Augusta não aceita mulheres desde que foi fundado em 1933 e passou décadas sem aceitar negros, até ser ameaçado de fechamento pelo Congresso americano. Por causa de sua política de segregação racial, o golfe, que ia se apresentar em Augusta, como esporte-exibição, foi obrigado a se retirar dos Jogos Olímpicos de Atlanta, em 1996, provocando um atraso de vinte anos até o esporte voltar a ser aceito na família olímpica nos Jogos do Rio, em 2016.

Velhos senhores – O mais curioso é que foi Payne quem comandou o Comitê Olímpico de Atlanta e quem propôs colocar o golfe como esporte exibição e em Augusta, de onde não era ainda sócio. A jornalista Christine Brennan, do USA Today, que cobriu aqueles Jogos para o Washington Post, conta que Payne ao propor o golfe falou: “vamos mostrar àqueles velhos senhores de Augusta do que as mulheres são capazes”, ao se referir ao golfe e a seu esforço de incluir mais modalidades femininas nos Jogos de Atlanta, que pela primeira vez tiveram competições femininas de futebol e softball. “Vinte anos depois o `velho senhor” é ele”, observa a jornalista.

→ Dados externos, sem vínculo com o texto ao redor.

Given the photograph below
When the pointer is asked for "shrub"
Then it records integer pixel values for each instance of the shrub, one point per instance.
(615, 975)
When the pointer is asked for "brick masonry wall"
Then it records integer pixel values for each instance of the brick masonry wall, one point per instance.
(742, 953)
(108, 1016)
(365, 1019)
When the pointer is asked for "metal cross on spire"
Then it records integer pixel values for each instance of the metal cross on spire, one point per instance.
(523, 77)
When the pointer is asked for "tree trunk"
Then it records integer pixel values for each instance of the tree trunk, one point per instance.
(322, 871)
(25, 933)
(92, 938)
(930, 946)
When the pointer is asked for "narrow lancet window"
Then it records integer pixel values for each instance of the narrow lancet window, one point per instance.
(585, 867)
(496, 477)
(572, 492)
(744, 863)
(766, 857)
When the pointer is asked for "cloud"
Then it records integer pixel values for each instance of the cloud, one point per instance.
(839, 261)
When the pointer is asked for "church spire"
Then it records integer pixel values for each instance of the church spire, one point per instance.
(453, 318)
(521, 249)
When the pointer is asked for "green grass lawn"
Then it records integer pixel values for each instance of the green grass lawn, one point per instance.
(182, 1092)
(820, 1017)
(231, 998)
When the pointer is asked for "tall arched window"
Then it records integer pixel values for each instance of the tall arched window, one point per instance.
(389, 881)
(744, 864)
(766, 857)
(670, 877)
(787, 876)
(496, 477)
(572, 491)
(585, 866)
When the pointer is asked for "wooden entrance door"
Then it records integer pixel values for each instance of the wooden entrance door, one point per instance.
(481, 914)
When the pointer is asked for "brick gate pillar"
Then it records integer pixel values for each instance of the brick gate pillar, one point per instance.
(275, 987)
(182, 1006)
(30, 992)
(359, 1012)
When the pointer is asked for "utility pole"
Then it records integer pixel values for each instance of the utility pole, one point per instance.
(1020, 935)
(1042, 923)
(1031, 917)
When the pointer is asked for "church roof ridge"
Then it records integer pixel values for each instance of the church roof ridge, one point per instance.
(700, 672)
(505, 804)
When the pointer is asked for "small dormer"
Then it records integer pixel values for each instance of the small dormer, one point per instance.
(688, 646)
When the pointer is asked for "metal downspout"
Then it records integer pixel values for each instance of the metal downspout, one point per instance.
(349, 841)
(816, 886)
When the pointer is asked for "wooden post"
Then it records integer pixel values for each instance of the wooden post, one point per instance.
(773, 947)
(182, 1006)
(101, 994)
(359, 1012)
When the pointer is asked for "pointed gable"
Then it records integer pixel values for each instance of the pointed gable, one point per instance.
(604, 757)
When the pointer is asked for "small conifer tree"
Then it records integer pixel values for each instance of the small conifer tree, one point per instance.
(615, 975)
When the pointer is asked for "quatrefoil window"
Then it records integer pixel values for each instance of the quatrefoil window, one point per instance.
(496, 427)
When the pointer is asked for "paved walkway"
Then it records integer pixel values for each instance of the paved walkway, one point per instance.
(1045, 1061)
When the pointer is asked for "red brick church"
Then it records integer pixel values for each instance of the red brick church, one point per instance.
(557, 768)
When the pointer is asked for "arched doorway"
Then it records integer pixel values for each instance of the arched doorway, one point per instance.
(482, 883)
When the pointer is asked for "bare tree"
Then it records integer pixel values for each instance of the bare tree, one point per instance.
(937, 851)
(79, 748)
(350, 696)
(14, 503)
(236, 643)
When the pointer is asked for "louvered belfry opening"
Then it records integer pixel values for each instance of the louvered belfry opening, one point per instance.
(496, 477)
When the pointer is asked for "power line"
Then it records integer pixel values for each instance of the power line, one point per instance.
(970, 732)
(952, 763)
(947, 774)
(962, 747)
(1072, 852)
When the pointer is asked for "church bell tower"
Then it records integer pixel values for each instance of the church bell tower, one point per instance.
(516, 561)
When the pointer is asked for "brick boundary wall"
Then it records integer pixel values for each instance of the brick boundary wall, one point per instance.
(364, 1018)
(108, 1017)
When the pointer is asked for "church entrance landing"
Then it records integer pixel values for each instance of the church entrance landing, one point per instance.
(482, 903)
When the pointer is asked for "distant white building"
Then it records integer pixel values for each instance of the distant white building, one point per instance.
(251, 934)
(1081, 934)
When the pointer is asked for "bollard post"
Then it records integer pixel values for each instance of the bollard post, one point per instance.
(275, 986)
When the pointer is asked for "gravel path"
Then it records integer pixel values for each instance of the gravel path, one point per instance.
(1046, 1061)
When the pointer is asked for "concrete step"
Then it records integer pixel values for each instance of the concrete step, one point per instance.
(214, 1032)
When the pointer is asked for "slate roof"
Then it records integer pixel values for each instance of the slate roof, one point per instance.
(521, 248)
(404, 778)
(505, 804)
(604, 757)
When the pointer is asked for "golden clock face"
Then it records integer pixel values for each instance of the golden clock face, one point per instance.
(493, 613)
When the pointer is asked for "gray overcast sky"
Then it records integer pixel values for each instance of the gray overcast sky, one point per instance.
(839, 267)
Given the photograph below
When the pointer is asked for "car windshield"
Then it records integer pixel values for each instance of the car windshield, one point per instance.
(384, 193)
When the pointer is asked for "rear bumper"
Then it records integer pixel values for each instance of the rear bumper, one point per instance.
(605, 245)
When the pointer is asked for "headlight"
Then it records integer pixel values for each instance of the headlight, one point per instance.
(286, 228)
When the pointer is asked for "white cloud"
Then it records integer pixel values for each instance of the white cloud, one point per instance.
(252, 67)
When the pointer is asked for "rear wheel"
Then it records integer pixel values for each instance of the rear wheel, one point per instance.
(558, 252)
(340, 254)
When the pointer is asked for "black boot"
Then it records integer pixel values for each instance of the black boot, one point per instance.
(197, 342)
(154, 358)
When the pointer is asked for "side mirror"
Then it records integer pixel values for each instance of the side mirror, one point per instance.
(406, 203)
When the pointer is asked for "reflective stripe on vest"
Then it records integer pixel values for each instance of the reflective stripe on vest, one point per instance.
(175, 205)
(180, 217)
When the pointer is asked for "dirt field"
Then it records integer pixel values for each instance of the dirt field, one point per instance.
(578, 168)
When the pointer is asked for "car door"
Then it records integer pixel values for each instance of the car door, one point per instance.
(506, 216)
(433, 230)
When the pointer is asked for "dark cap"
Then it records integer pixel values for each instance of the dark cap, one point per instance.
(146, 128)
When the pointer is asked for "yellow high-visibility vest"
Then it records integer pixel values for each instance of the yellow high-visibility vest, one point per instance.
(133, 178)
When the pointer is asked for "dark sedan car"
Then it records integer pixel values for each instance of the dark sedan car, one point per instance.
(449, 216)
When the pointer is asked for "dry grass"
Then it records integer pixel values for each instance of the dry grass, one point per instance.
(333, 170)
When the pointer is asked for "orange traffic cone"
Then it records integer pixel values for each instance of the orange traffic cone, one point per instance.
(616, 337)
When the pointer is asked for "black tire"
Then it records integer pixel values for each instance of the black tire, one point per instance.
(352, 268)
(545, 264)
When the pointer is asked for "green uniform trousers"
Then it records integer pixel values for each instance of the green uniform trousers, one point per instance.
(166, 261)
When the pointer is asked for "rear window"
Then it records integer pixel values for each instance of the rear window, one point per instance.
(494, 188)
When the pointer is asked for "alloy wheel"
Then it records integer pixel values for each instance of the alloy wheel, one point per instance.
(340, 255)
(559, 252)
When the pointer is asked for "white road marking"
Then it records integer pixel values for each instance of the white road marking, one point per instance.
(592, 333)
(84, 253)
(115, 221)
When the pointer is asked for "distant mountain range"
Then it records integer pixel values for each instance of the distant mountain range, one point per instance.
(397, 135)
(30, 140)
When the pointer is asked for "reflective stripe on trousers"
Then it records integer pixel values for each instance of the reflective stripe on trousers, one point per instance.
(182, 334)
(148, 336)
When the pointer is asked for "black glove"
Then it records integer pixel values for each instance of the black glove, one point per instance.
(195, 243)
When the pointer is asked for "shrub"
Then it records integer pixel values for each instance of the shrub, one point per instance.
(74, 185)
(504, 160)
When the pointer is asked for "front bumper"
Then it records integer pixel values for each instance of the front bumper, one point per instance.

Chavinismo masculino e racismo costumam andar de mãos dadas. Clifford Roberts, um dos venerados fundadores de Augusta, era assumidamente racista e várias reportagens de veículos importantes o citam dizendo “enquanto eu viver, os golfistas serão brancos e os caddies negros”. Isso até Lee Elder vencer o Monsanto Open, em abril de 1974, e se tornar o primeiro negro a se classificar para jogar em Augusta, na primavera seguinte, a de 1975. Roberts se matou com um tiro, dois anos depois, em 1977, em uma banca do campo de nove buracos de par 3 de Augusta.